Times have changed, to be sure. The Irish face Sale today in a "must win" Allied Dunbar Premiership match at Sunbury, and if late August seems ludicrously early to be attaching such importance to a bread-and-butter fixture like this, the mood in the camp suggests otherwise. Not serious? Conor O'Shea and company are deadly serious.

Only a few weeks ago London Irish were a second-class side-issue in a world dominated by rugby's new mega-rich main attractions. To be a contender in the professional age a club needed financial clout as well as the more traditional physical variety, and while the Irish possessed plenty of hard forwards, they had no hard cash. Indeed, they announced losses of almost pounds 500,000 for the 1996-97 season.

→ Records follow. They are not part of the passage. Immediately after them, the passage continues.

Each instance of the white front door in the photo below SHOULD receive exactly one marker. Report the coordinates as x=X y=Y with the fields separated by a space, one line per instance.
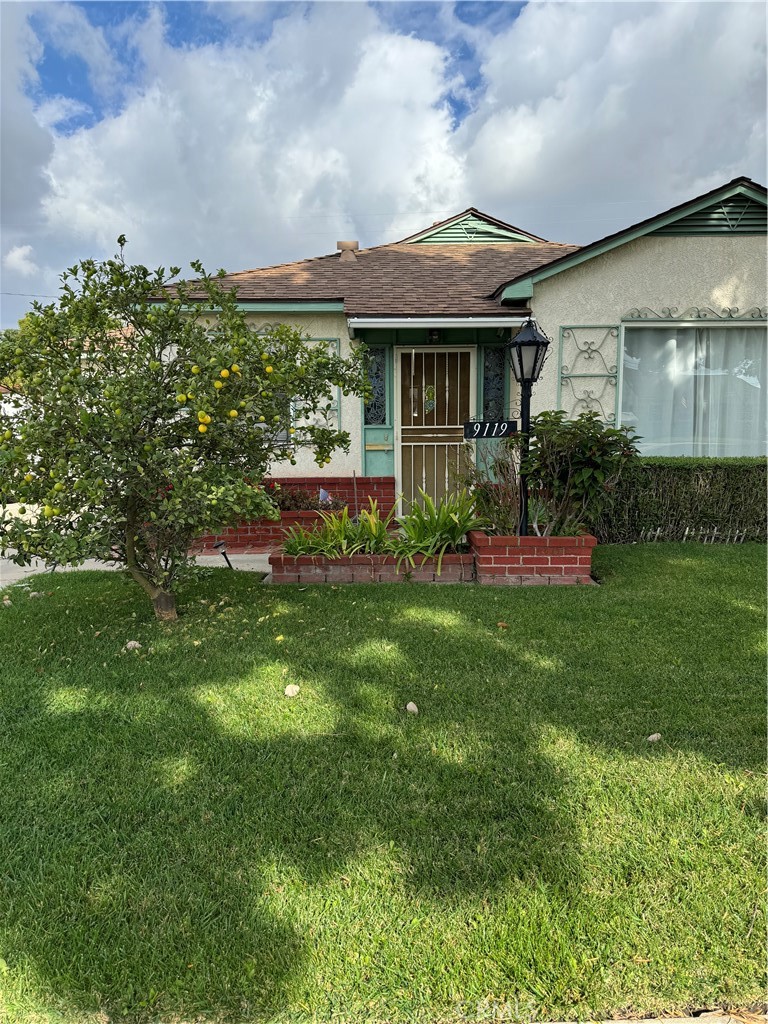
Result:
x=435 y=394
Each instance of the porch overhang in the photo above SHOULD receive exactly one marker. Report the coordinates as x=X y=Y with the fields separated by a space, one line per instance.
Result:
x=402 y=323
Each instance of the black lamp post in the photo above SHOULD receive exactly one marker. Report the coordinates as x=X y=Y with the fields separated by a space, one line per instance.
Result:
x=526 y=351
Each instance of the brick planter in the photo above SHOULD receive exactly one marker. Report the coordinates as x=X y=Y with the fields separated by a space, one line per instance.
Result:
x=370 y=568
x=266 y=535
x=524 y=560
x=259 y=535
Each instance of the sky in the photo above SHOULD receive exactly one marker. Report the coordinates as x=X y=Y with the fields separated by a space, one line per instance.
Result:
x=248 y=134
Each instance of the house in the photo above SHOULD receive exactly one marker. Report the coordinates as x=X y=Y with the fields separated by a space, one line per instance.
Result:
x=660 y=327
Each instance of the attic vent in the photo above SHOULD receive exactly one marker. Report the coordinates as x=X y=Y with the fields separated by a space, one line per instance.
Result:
x=348 y=249
x=737 y=215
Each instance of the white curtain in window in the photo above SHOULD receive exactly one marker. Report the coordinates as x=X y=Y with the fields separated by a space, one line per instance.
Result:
x=696 y=390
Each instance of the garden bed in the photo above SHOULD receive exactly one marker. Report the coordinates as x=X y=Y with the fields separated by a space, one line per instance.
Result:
x=500 y=561
x=505 y=561
x=371 y=568
x=258 y=535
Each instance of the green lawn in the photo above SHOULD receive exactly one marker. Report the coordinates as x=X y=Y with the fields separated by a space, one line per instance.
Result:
x=179 y=841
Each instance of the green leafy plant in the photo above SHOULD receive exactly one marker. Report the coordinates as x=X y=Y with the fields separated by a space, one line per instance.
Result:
x=427 y=530
x=300 y=500
x=572 y=466
x=430 y=529
x=138 y=409
x=572 y=469
x=338 y=535
x=493 y=476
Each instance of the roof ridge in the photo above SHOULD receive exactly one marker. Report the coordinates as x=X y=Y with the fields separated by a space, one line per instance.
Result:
x=488 y=218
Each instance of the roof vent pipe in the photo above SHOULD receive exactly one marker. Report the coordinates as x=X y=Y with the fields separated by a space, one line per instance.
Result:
x=347 y=249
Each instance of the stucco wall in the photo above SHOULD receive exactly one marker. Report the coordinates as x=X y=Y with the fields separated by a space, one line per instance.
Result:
x=322 y=326
x=658 y=271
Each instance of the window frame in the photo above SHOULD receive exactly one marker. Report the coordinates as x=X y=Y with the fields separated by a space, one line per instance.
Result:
x=757 y=323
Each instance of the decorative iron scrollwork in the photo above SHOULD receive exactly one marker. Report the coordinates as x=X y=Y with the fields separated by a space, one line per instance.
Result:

Enter Geoff Read, Maurice O'Connell, John O'Neill and John Stacpoole, leading lights in the consortium behind London Irish Holdings Ltd, which now effectively runs the club on an interim basis. Their fund-raising subscription rescue package stands at more than pounds 2.6m and counting - the offer will probably close over the next week or so - and as a result the club is back in business. Read, who chairs the holding company, is now talking in terms of a public flotation and big-name signings from the southern hemisphere, not just hand-to-mouth survival.

"The subscription offer was a starting point aimed at underpinning the financial stability of the club in the short to medium term," he said this week. "There will be a meeting soon to determine who should sit on the new board, but the consortium members are keen to take an active role in driving the club forwards.

"I take the view that we should be more cosmopolitan; we should retain our Irishness, but not to the exclusion of everything and everyone else. We need bigger gates and you get those through big names and winning rugby."

Which brings us back to today's game with Sale. Willie Anderson, the director of rugby at Sunbury, may now have the money to dabble meaningfully in the marketplace, but for the time being he must squeeze the best from an existing squad that is undeniably lightweight. If he fails - if the Irish find they cannot capitalise on home advantage against middling outfits like Sale - the eagerly awaited high-profile transfer activity may not happen quickly enough.

Meanwhile, two of English rugby's top-of-the-bill acts make a belated first Premiership appearance after being confined to the wings last weekend. Wasps, the champions, visit Bristol without Simon Shaw; the Lions lock, signed from the West Countrymen during the summer recess, is still a yard short of match fitness. Leicester, on the other hand, are in a position to unveil the majestic Fijian Waisale Serevi against Gloucester at Welford Road. "Serevi is a rugby genius and he will not be restricted," Bob Dwyer, the Tigers coach, said yesterday.

Bath, who have confirmed their decision to impose a three-week ban and an unspecified fine on Nathan Thomas, the Wales international loose forward sent off for kicking during last week's opener against Newcastle, travel to Harlequins without the services of two-thirds of their England midfield axis. Jeremy Guscott does not expect to play before the middle of September after breaking his arm on Lions duty while Mike Catt withdrew yesterday with groin trouble. Richard Butland plays at outside-half, with the brilliant youngster Matthew Perry at centre.